SPLENDEUR ET MISERE D’ERATO

Je sais bien que comme l’écrit Brice Parain « la vie privée ne saurait servir  de preuve». Mais en l’occurrence vie privée et vie publique se sont croisées : la Poésie en fut cause. Je n’évoquerai ici que deux de ces occurrences : la Maison de la Poésie de Saint-Quentin-en-Yvelines et le sort fait à mon dernier recueil paru par certaine presse régionale.
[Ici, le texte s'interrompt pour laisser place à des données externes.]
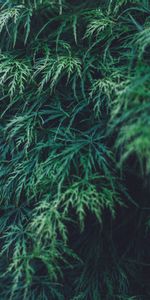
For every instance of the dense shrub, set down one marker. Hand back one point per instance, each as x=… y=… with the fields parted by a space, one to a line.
x=74 y=149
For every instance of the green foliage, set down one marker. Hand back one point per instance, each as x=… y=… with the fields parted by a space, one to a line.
x=74 y=149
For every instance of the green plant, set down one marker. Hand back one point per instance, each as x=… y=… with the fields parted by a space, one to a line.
x=74 y=149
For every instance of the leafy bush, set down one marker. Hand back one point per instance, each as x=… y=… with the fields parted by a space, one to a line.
x=74 y=148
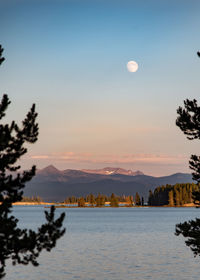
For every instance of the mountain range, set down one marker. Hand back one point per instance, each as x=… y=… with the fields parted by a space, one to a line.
x=52 y=184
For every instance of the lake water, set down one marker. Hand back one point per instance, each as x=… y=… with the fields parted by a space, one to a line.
x=112 y=244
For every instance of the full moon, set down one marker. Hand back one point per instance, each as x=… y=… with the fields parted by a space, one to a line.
x=132 y=66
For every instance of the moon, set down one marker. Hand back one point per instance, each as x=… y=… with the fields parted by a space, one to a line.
x=132 y=66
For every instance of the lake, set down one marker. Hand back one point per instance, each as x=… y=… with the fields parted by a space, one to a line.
x=112 y=244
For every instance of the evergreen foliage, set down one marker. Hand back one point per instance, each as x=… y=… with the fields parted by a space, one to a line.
x=172 y=195
x=22 y=246
x=189 y=122
x=137 y=199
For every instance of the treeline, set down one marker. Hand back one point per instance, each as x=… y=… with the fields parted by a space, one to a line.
x=37 y=199
x=172 y=195
x=101 y=199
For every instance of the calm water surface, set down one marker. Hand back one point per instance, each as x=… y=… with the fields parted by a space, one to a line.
x=112 y=244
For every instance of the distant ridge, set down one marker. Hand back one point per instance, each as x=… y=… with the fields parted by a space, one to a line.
x=112 y=171
x=55 y=185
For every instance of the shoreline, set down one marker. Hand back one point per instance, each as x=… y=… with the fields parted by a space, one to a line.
x=62 y=205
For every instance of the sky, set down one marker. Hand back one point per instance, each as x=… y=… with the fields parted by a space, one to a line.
x=70 y=57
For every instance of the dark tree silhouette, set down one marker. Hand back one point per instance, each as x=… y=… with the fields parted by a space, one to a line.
x=22 y=246
x=189 y=122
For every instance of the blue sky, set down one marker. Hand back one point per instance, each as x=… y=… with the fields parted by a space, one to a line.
x=69 y=57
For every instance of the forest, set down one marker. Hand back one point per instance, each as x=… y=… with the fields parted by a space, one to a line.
x=172 y=195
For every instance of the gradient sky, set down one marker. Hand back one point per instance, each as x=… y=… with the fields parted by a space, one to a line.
x=69 y=57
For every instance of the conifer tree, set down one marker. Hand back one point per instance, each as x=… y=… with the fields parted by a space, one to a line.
x=171 y=198
x=137 y=199
x=189 y=122
x=22 y=246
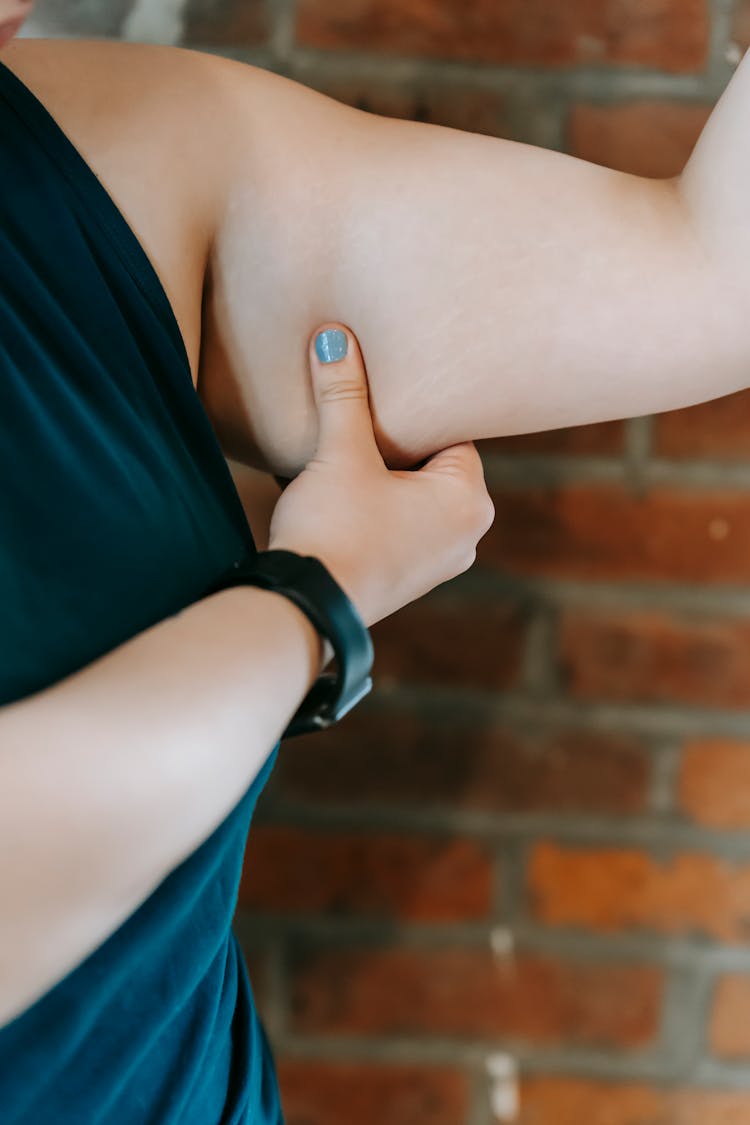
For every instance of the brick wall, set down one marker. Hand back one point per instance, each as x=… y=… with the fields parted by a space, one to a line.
x=514 y=884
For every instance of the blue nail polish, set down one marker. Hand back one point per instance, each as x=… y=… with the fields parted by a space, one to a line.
x=331 y=345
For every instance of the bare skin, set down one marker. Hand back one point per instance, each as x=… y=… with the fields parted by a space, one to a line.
x=495 y=288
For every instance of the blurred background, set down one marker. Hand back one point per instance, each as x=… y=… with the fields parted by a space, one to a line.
x=514 y=884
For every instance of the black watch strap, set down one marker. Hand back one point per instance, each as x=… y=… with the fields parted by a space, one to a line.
x=305 y=581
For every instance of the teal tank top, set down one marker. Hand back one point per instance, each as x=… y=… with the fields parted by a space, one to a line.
x=117 y=511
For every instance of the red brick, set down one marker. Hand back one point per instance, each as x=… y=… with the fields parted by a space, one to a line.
x=422 y=100
x=576 y=1101
x=226 y=23
x=719 y=430
x=403 y=758
x=416 y=879
x=648 y=657
x=614 y=889
x=471 y=992
x=651 y=138
x=714 y=783
x=671 y=35
x=601 y=438
x=318 y=1092
x=741 y=29
x=604 y=531
x=458 y=642
x=730 y=1023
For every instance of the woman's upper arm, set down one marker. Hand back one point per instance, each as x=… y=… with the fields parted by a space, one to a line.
x=495 y=288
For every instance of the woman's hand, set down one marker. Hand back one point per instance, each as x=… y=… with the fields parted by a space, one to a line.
x=387 y=537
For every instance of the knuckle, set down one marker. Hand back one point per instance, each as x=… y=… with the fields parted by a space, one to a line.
x=342 y=389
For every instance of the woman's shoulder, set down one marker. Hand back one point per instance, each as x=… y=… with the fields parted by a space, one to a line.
x=143 y=116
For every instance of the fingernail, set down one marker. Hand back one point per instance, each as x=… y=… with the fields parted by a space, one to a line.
x=331 y=345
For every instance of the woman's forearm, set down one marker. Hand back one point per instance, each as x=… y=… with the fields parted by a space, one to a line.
x=496 y=288
x=109 y=779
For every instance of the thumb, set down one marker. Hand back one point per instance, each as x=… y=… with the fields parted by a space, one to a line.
x=341 y=394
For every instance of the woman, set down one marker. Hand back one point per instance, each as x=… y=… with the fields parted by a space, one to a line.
x=141 y=718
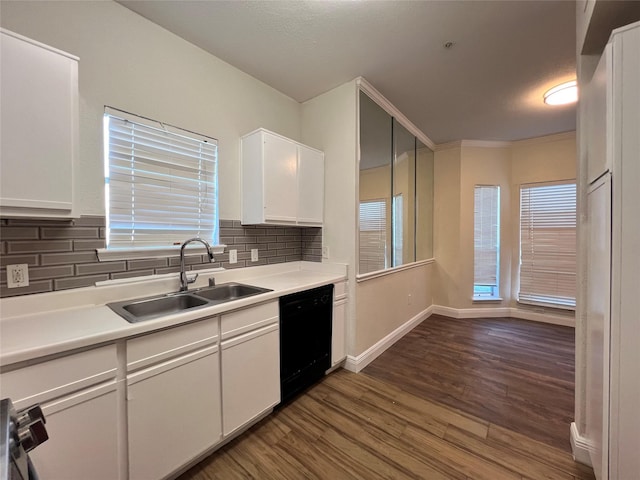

Mais d’abord cette douleur et cette colère ‒ cette preuve aussi que la poésie est bien située dans le champ social et politique : un des premiers actes de la nouvelle majorité qui, à une voix près, gouverne l’Agglo de St-Quentin-en-Yvelines (SQY) a été de fermer La Maison de la Poésie ! J’avais fait bâtir à cette maison il y a plus de quinze ans lorsque, président de l’agglo, j’avais décidé de démissionner pour passer le relais à un successeur. Les années précédentes j’avais inauguré plus de 150 équipements publics, une Université, un Théâtre scène nationale, etc. (et je ne compte pas les implantations d’entreprises comme le Technocentre Renault et tant d’autres). Mais si je n’ai accompli cet acte qu’en fin de mandat (alors que je venais d’être réélu) c’est parce que j’avais été sérieusement échaudé par des refus ‒ parfois virulents‒ lorsqu’il s’était agi d’édifier un nouveau théâtre et de créer une université, par exemple. Les attaques furent violentes et bien souvent mensongères voire calomnieuses. Alors vous pensez : une Maison de la Poésie ! ‒ Même si ce ne devait être qu’un modeste équipement adossé à la future médiathèque Jean Rousselot, à une maison de quartier et une salle d’exposition, mille fois plus grandes…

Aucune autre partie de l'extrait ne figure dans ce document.